The problem for Walden is that bike lanes are not installed on a trial basis, and from the get-go, the city has not characterized the Prospect Park West project as anything other than a permanent redesign. In a sworn affidavit [PDF], DOT bike and pedestrian director Josh Benson said he publicly corrected the perception that the bike lane was a trial project at a Community Board 6 hearing last year. Walden has asserted that his "trial" theory will be borne out by documents he obtained from Council Member Brad Lander's office through a freedom of information request. At the hearing last week, Judge Bunyan adjourned the case until July 20 to give Walden more time to review those documents.

Enter the New York Times. As luck would have it, the Times ran a story on page A1 this Monday -- "'Pilot' Label Lets Mayor's Projects Skip City Review" -- about Bloomberg administration pilot programs, giving prominent attention to DOT initiatives under commissioner Janette Sadik-Khan. Curiously, the story repeatedly referred to bike lanes to illustrate its point, even though bike lanes are all presented to community boards and receive as much public review, if not more, as they did under previous mayors and DOT commissioners. The article erroneously stated that "painting bike lanes green" is a trial program.

Later that day, Walden sent a letter to Judge Bunyan, asking for the case to be adjourned until September 7 to give him more time to submit more FOIL requests. The primary basis for his request was the New York Times story:

I write on behalf of Petitioners Seniors for Safety and Neighbors for Better Bike Lanes (collectively "Petitioners") to bring an article from today's New York Times, entitled "'Pilot' Label Lets Mayor's Projects Skip City Review" to the Court's attention. The article, a copy of which is attached, highlights precisely the issue we raised on June 22: namely, that the City frequently presents new programs and initiatives as "pilots" and "trials" in order to avoid compliance with required legal processes and public reviews and to blunt potential criticism of the projects -- only to make the projects permanent without any further review. Indeed, the article specifically notes that Respondents, "[t]he Transportation Department and its commissioner, Janette Sadik-Khan, have begun more than a dozen trial programs in recent years, like allowing pop-up sidewalk cafes or painting bike lanes green."

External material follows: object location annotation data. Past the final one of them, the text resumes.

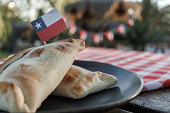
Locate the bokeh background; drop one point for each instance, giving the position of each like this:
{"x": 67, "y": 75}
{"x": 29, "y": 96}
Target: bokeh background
{"x": 141, "y": 25}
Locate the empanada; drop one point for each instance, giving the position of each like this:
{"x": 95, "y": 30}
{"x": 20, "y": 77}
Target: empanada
{"x": 79, "y": 82}
{"x": 28, "y": 77}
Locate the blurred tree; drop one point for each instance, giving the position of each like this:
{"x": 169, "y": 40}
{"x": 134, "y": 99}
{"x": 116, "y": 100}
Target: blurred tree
{"x": 151, "y": 28}
{"x": 5, "y": 23}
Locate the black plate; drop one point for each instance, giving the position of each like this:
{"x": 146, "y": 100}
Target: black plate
{"x": 129, "y": 85}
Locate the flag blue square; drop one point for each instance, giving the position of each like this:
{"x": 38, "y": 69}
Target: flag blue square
{"x": 38, "y": 24}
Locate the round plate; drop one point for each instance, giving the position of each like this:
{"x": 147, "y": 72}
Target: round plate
{"x": 129, "y": 85}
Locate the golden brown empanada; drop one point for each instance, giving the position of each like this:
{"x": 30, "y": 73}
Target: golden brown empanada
{"x": 28, "y": 77}
{"x": 80, "y": 82}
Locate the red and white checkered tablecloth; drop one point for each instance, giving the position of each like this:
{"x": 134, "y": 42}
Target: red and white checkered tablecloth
{"x": 154, "y": 68}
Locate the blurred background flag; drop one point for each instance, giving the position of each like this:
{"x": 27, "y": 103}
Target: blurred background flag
{"x": 130, "y": 22}
{"x": 96, "y": 38}
{"x": 109, "y": 35}
{"x": 121, "y": 29}
{"x": 49, "y": 25}
{"x": 83, "y": 34}
{"x": 72, "y": 29}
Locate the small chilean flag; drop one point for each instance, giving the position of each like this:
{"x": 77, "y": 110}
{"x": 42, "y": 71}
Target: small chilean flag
{"x": 97, "y": 38}
{"x": 109, "y": 35}
{"x": 72, "y": 29}
{"x": 83, "y": 34}
{"x": 49, "y": 25}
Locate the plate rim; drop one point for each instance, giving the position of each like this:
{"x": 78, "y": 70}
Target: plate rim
{"x": 106, "y": 105}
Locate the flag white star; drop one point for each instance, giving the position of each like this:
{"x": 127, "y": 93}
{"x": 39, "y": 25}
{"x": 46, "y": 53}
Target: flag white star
{"x": 38, "y": 25}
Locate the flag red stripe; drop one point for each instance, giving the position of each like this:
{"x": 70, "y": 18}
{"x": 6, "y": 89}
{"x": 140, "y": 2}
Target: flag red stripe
{"x": 52, "y": 30}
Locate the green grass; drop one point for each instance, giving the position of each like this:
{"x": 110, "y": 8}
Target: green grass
{"x": 4, "y": 54}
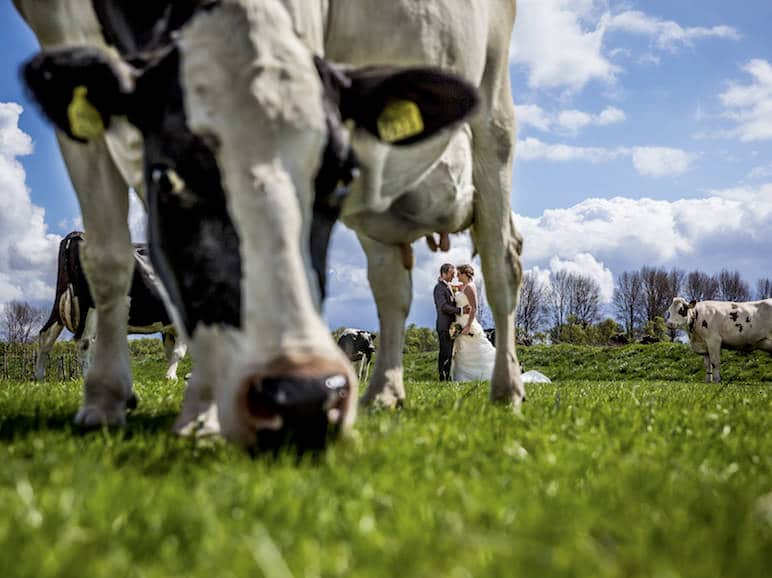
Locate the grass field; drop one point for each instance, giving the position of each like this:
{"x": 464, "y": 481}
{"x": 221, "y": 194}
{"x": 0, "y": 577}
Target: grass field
{"x": 641, "y": 477}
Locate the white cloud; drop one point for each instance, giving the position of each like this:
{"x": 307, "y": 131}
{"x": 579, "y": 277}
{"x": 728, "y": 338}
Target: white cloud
{"x": 559, "y": 44}
{"x": 661, "y": 161}
{"x": 531, "y": 148}
{"x": 27, "y": 250}
{"x": 587, "y": 265}
{"x": 760, "y": 172}
{"x": 569, "y": 121}
{"x": 647, "y": 161}
{"x": 749, "y": 106}
{"x": 610, "y": 115}
{"x": 562, "y": 42}
{"x": 533, "y": 115}
{"x": 728, "y": 228}
{"x": 667, "y": 35}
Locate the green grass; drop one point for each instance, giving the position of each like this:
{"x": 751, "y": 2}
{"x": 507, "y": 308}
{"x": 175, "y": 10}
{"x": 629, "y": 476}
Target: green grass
{"x": 597, "y": 478}
{"x": 660, "y": 361}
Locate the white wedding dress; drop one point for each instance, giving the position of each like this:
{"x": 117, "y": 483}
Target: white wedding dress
{"x": 473, "y": 355}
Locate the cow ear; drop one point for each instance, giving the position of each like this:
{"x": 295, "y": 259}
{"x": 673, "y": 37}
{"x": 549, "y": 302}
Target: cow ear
{"x": 405, "y": 106}
{"x": 78, "y": 89}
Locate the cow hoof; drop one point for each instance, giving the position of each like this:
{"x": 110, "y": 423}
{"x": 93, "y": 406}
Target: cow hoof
{"x": 132, "y": 402}
{"x": 202, "y": 425}
{"x": 93, "y": 417}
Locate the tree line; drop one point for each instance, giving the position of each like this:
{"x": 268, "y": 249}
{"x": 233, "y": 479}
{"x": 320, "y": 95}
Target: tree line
{"x": 567, "y": 307}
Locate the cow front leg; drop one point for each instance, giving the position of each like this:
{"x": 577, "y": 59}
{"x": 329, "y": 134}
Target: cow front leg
{"x": 392, "y": 289}
{"x": 714, "y": 352}
{"x": 708, "y": 368}
{"x": 108, "y": 264}
{"x": 493, "y": 230}
{"x": 46, "y": 339}
{"x": 175, "y": 349}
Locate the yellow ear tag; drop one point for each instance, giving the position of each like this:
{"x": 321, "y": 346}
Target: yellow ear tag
{"x": 399, "y": 120}
{"x": 85, "y": 120}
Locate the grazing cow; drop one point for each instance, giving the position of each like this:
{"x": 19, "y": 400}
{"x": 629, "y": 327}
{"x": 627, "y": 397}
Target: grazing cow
{"x": 247, "y": 130}
{"x": 359, "y": 346}
{"x": 712, "y": 325}
{"x": 74, "y": 308}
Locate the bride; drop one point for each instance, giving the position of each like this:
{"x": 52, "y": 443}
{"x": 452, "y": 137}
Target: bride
{"x": 473, "y": 354}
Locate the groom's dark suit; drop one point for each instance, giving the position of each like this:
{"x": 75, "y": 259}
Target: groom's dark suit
{"x": 446, "y": 314}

Lucky or not, Walden doesn't seem to be arguing from a position of strength here. The Prospect Park West redesign quite clearly did not skirt any stage of public review, with Community Board 6 having approved it in 2009, after asking the city to study a two-way protected bike lane in 2007. There's no reference in Walden's letter to any information from the piles of documents he's already obtained from DOT and Lander's office. Not even any citation in the Times story referring to the Prospect Park West project as a "pilot." He's leaning quite heavily on a misleading headline that happens to align well with his talking points, but does not reflect the actual subject of his lawsuit at all.